No obstante lo anterior, se ha constituido en una política del Ministerio Publico, al menos en discurso, el plantear oposición a que los tribunales cesen la prisión preventiva a la llegada del plazo máximo establecido en la normativa. “En este proceso hay 48 personas que han sido procesadas y este proceso tiene más de 400 testigos y eso no cabría en ninguna sala de audiencias con la que cuenta el país y esto es evidencia de que estos procesos superan el nivel de complejidad que hemos visto anteriormente y esta es una cuestión que la propia Corte Interamericana de Derechos Humanos manda a tomar en cuenta para que los jueces lo asuman al momento de tomar decisión”, añadió. (El Dia, 2022)
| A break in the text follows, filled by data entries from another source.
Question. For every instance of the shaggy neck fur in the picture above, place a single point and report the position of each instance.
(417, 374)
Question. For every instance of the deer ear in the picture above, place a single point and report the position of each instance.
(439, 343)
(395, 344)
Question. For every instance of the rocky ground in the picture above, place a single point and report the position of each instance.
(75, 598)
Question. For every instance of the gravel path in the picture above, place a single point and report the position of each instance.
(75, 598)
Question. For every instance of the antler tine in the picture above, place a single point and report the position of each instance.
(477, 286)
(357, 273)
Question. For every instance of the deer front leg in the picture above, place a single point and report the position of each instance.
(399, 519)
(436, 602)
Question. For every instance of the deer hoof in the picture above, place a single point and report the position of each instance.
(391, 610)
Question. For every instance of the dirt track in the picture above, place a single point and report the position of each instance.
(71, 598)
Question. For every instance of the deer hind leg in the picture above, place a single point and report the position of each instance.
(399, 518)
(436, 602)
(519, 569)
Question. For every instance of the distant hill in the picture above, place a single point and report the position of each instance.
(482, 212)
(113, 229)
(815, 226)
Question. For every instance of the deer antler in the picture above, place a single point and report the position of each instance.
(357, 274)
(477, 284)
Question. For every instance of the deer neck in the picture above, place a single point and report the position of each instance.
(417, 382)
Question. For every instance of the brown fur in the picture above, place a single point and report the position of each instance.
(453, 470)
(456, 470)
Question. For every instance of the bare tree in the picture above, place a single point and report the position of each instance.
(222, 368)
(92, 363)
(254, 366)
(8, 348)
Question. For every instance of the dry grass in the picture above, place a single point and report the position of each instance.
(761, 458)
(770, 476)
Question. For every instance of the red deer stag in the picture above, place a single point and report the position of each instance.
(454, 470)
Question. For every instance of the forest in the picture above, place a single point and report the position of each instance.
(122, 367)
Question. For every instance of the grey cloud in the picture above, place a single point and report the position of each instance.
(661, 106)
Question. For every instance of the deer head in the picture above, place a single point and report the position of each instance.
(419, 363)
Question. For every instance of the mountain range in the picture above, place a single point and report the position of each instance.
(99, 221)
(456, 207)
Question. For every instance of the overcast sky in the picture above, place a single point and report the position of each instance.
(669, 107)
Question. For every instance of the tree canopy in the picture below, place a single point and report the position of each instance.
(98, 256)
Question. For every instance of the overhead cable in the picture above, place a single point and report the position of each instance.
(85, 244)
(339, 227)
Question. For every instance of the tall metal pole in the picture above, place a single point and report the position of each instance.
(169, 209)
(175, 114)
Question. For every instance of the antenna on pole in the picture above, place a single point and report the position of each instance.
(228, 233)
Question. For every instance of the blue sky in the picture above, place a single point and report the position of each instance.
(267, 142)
Sin embargo contrario a lo que establece el acusador público, la ponderación realizada en la jurisprudencia interamericana busca sujetar el análisis de la razonabilidad o no del plazo no a obviar su existencia y prologar indefinidamente el estatus de preventivo, sino más bien, para poder establecer si aun no habiéndose alcanzado dicho plazo, se debería decretar el cese en los casos en los que por criterios personales del imputado o del proceso la prisión se ha constituido en un sacrificio mayor.
Asimismo, para establecer si el encarcelamiento previo a la sentencia de un acusado contraviene o no el art. Nº 7.5 de la Convención Americana, aplica a los casos de su conocimiento un método de análisis dividido en dos partes (Informe Nº 12/96, párrafo Nº 83, informe Nº 2/97, párrafo Nº 23 e informe Nº 64/99, párrafo Nº 53). En la primera parte, considera si los criterios aplicados por los jueces para justificar la medida son “pertinentes y suficientes” (Informe Nº 12/96, párrafo Nº 83). Si este recaudo se encuentra satisfecho, se pasa al estudio de la segunda parte (Informe Nº 12/96, párrafo Nº 83 e informe Nº 2/97, párrafo Nº 24), en la que se analiza si la duración de la prisión preventiva es razonable o no. El examen determinará si el tiempo transcurrido “por cualquier razón” ha sobrepasado el límite razonable que convierta al encarcelamiento en un “sacrificio mayor, en las circunstancias del caso, que el que se podría esperar tratándose de una persona que se presume inocente” (Informe Nº 12/96, párrafo Nº 83). Corresponde disponer la liberación no sólo cuando el plazo de detención ya es irrazonable, sino también cuando se corre el riesgo de que vaya a serlo. El cumplimiento de las garantías debe ser más riguroso a medida que aumenta su duración (Comisión IDH, informe Nº 2/97, párrafo Nº 44). (Centro de Estudios de Justicia de las Americas Ceja, 2013)
Referencias
- Centro de Estudios de Justicia de las Americas Ceja. (2013). La Prision Preventiva en America Latina Enfoques para Profundizar el Debate. Santiago de Chile: Rodo.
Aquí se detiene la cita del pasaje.